最近では猫グッズを扱う神社等も増えている為、神様関係に詳しくないかつおでも、ついつい手を伸ばしてしまう。
そして、神棚の上にも猫グッズを置いているのにも、ちゃんとした理由がある。
神棚の上で、ポチだけが独りぼっちになってしまわないように、せめてもの『仲間』を買って飾っているのだ。
ちなみに、その神棚にちょくちょく登るヤマブキ。
一応、神棚の近くには、足場になるような物は置いていない筈なのだが、ヤマブキは床から飛び上がっても、軽々と神棚に着地してしまう。
そうなってしまうと、かつおも完全にお手上げ状態。だが、決して注意するわけでもなく、ただジーッと見守っている。
何故なら彼は、身体能力がまんぷく並に高く、神棚の上を歩いても、飾られている猫グッズやポチの写真が倒れた事は、今までに一度もない。
神棚の上をズカズカと歩いて、猫グッズや写真が倒れてしまえば、かつおも神棚の位置をとっくに移動させている。
でも、あえてヤマブキの行為を黙認しているのは、別に迷惑さえかけなければ、自由にさせてあげたいだけ。
それに、ヤマブキが神棚をウロウロしてくれるので、神棚にあまり埃が積もらない。
・・・だが、その分ヤマブキの体が埃まみれになってしまうのだが・・・
かつおがポチに、『新入りの子』の健やかな成長を手を合わせて祈っていると、いつの間にかヤマブキが神棚の上に乗っていた為、かつおはつい吹き出してしまう。
これではまるで、ヤマブキにお祈りを捧げている様に見えてしまうから。
そして部屋の隅には、必死に水を飲むネネとさくらの姿が。
ついさっきまで追いかけっこをしていたのか、2匹の息がだいぶ荒くなっている事に気づいたかかつお。新しく来た子の面倒も見つつ、先住猫の世話をしなければいけないのも、飼い主の仕事。かつおが2匹の側へ寄ると、2匹は彼の脚に擦り寄って来る。
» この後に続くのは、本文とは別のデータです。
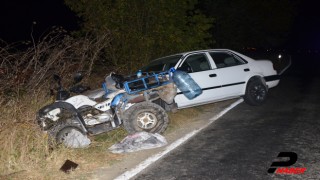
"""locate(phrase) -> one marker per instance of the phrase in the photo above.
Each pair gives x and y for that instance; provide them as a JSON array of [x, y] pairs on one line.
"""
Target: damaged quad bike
[[139, 104]]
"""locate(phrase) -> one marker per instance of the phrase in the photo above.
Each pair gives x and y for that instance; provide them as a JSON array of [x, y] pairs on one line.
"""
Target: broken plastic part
[[139, 141]]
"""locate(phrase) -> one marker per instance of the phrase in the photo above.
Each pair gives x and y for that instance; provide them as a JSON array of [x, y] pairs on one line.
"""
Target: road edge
[[143, 165]]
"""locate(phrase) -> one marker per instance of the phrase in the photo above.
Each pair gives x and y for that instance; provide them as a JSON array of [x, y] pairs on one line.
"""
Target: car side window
[[195, 63], [223, 59]]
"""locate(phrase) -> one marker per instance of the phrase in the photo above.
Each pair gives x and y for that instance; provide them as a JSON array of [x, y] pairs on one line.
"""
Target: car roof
[[182, 54]]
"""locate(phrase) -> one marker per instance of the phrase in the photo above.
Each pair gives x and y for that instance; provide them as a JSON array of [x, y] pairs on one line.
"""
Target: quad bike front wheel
[[68, 134], [145, 116]]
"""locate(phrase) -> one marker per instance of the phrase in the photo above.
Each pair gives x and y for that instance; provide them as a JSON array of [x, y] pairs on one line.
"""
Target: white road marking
[[134, 171]]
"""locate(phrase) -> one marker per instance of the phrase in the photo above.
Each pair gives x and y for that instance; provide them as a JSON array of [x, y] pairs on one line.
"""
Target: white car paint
[[224, 77]]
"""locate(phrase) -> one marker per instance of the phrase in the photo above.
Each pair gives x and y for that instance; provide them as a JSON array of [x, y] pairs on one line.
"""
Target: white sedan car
[[222, 74]]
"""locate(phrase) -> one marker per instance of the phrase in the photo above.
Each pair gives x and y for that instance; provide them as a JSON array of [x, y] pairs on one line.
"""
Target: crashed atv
[[139, 104]]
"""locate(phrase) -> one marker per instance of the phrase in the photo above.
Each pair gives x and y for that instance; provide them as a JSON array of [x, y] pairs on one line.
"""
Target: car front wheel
[[256, 92]]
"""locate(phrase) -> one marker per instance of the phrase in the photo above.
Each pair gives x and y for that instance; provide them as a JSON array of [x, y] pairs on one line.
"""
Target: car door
[[201, 68], [232, 71]]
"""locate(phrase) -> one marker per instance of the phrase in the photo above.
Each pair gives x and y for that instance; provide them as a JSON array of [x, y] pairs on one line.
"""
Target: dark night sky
[[17, 16]]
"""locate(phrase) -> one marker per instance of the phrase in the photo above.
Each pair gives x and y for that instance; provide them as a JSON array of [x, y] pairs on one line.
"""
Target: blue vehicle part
[[149, 81], [104, 86], [116, 100]]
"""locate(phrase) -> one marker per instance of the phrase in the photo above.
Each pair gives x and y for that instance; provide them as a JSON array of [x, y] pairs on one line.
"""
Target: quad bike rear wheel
[[145, 116]]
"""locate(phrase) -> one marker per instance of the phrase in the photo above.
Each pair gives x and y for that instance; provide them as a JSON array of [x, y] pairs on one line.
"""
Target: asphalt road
[[243, 143]]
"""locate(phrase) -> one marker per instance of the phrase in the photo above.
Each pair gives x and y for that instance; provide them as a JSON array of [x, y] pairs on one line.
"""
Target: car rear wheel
[[256, 92]]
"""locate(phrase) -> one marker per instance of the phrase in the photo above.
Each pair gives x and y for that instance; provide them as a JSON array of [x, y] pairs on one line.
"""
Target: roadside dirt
[[131, 160]]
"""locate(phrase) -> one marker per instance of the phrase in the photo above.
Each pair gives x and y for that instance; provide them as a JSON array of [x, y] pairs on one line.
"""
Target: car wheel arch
[[254, 77]]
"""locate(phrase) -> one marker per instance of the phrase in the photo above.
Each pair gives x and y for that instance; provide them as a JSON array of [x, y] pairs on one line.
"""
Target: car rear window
[[162, 64]]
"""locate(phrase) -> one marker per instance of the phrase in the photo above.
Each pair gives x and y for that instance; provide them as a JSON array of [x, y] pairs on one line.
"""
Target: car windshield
[[162, 64]]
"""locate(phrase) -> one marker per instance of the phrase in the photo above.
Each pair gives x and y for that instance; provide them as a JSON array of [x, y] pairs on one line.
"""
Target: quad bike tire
[[145, 116], [256, 92], [61, 130]]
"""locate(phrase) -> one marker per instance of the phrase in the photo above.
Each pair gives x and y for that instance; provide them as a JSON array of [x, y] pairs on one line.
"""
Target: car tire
[[59, 132], [145, 116], [256, 92]]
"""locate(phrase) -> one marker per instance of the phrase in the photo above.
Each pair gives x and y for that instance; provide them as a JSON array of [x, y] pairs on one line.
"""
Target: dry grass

そしてさくらは、しゃがみ込んだ彼の膝の上へ、強引に飛び乗った。
「よしよい、あっちでゴロゴロしようなー!
・・・そういえばレイワは何処・・・?」
そう思い、周囲を見回すと、かつおがいつも編集作業をする時に使っている椅子の上で、頭をダランと垂らしながら、深い眠りについていた。
白目を剥いているその表情を、かつおは思わずスマホで撮影。
その写真をSNSにアップすると、いつの間にか『#可愛いホラー』という、独自のハッシュタグがつけられていた。